Stefan Marcinek als neuer Vorstandsvorsitzender unterstreicht die Notwendigkeit einer mittelständisch geprägten, aus der Mitte der Branche kommenden Interessenvertretung: „Der Standort Deutschland fällt im internationalen Vergleich weiter zurück. Ich habe mich dazu entschlossen, Verantwortung zu übernehmen und freue mich sehr auf die neue Aufgabe. Als etablierter Unternehmer möchte ich auf diesem Wege den deutschen Anbietern von Computer- und Videospielen etwas von dem zurückgeben, was ich erhalten habe.“

Johannes Roth vertritt eine neue Generation von Computerspielentwicklern. „In Deutschland hat sich in den letzten Jahren eine unglaublich dynamische und engagierte Szene von aufstrebenden Studios entwickelt. Ich habe mich dazu entschlossen, im Vorstand des GAME mitzuwirken, um die Rahmenbedingungen hiesiger Unternehmen aktiv mitzugestalten. Es ist für mich eine Herzensangelegenheit, die individuellen Bedarfssituationen und Perspektiven gerade kleinerer Entwickler in die Verbandsarbeit einzubringen, damit diese Talente auch in vielen Jahren noch zum Erfolg der deutschen Games-Branche beitragen können und sich unserem Standort verbunden fühlen.“

Diese deutsche Branche charakterisiert sich durch kleine und mittlere Unternehmen. Der GAME ist gefordert, Politik und Gesellschaft aufzuzeigen, welche Potentiale in der Branche stecken und welchen Herausforderungen sich gerade deutsche Entwickler stellen müssen.

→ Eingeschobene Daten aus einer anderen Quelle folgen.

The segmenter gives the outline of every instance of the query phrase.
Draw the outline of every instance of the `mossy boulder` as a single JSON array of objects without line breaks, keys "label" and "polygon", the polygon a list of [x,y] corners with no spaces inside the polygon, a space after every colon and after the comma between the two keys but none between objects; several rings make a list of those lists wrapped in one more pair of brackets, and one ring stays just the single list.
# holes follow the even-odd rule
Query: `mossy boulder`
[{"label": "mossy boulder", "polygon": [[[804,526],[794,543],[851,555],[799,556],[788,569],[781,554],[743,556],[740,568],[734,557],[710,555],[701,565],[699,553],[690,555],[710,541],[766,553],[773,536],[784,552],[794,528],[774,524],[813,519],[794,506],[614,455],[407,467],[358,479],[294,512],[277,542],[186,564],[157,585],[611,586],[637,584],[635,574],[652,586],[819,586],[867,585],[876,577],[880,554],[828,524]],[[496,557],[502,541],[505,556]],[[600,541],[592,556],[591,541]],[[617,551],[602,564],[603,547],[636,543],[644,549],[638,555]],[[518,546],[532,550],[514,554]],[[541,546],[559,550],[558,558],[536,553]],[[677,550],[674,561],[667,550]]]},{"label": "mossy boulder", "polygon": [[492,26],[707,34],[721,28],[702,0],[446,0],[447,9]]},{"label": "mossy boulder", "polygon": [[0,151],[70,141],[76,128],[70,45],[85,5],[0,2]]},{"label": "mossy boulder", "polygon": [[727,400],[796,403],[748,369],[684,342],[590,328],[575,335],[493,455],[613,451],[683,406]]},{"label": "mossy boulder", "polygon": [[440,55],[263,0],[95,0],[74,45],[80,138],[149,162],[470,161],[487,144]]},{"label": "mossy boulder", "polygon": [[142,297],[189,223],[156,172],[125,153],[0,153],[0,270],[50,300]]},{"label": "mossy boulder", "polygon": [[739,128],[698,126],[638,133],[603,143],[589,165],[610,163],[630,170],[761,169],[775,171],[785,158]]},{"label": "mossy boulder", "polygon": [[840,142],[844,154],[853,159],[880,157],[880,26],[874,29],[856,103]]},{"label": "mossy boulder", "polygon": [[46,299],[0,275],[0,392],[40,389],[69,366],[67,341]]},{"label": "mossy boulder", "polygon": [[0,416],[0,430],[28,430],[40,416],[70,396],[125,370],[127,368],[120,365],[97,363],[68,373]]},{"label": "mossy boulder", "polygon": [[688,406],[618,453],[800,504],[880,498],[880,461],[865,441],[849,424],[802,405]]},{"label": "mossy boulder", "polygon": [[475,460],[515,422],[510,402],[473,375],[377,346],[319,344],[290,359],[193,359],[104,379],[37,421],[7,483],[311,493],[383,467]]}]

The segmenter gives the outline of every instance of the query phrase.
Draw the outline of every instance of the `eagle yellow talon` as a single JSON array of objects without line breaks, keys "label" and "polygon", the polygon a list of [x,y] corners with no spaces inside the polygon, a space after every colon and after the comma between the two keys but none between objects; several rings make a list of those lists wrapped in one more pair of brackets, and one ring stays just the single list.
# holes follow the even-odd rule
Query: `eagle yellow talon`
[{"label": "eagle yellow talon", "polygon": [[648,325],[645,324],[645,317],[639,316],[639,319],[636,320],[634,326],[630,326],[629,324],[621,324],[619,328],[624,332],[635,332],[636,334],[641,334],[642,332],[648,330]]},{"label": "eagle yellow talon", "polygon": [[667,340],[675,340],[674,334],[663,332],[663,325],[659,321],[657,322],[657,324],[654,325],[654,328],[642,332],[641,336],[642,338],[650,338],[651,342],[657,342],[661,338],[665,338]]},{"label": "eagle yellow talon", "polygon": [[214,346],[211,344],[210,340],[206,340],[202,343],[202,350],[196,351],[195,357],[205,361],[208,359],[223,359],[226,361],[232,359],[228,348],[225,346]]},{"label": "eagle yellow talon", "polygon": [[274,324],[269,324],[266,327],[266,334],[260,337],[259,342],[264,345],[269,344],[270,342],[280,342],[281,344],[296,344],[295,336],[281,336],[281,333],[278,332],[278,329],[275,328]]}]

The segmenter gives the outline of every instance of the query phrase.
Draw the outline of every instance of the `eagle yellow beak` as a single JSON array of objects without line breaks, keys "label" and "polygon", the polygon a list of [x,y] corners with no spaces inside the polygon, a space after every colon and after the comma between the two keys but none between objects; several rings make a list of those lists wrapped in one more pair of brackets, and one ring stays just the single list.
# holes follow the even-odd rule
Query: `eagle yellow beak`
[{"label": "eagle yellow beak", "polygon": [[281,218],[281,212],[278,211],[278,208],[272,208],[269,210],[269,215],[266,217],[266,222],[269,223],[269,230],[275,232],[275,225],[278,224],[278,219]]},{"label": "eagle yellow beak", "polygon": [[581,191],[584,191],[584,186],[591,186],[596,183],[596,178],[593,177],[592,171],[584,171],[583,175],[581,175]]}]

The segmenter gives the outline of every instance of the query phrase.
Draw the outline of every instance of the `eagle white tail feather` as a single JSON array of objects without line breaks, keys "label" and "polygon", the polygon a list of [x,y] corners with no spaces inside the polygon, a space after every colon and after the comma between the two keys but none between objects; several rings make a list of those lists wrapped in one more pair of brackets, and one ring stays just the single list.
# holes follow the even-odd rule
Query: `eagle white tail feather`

Kontinuität gibt es in der Organisation. Sowohl Thorsten Unger als Geschäftsführer, Kai Bodensiek als Justitiar, Timm Walter als Leiter der Geschäftsstelle und Tobias Heim (Mitgliederservices) bleiben dem Verband erhalten.

Über GAME: Der Bundesverband der deutschen Games-Branche e.V. (GAME) ist der Verband der deutschen Computer- und Videospielbranche. Der Verband repräsentiert mit seinen über 100 Mitgliedern die breite Mehrheit der in Deutschland im Bereich der Computerspieleentwicklung und Vermarktung tätigen Unternehmen, u.a. sind darunter regelmäßig die Mehrheit der Gewinner des Deutschen Computerspiele Preises. 2004 gegründet, setzt sich der Verband seit über zehn Jahren konsequent für die Verbesserung der wirtschaftlichen und gesellschaftlichen Rahmenbedingungen des Marktstandortes Deutschland ein. Tätigkeitsschwerpunkte sind dabei Jugend-, Verbraucher-, und Datenschutz sowie Urheberrecht und eCommerce.

Wie kein anderes Medium verbinden Computerspiele die Elemente Literatur, Musik und Film – und ergänzen sie um die spannenden Möglichkeiten der Interaktion. Aus diesem Grund arbeitet der GAME aktiv an der gesellschaftlichen und politischen Gleichbehandlung der Games-Branche mit anderen Teilen der Kreativwirtschaft und ist deshalb seit 2008 über die Sektion Film und audiovisuelle Medien Mitglied des Deutschen Kulturrats und Gesellschafter der Unterhaltungssoftware Selbstkontrolle (USK).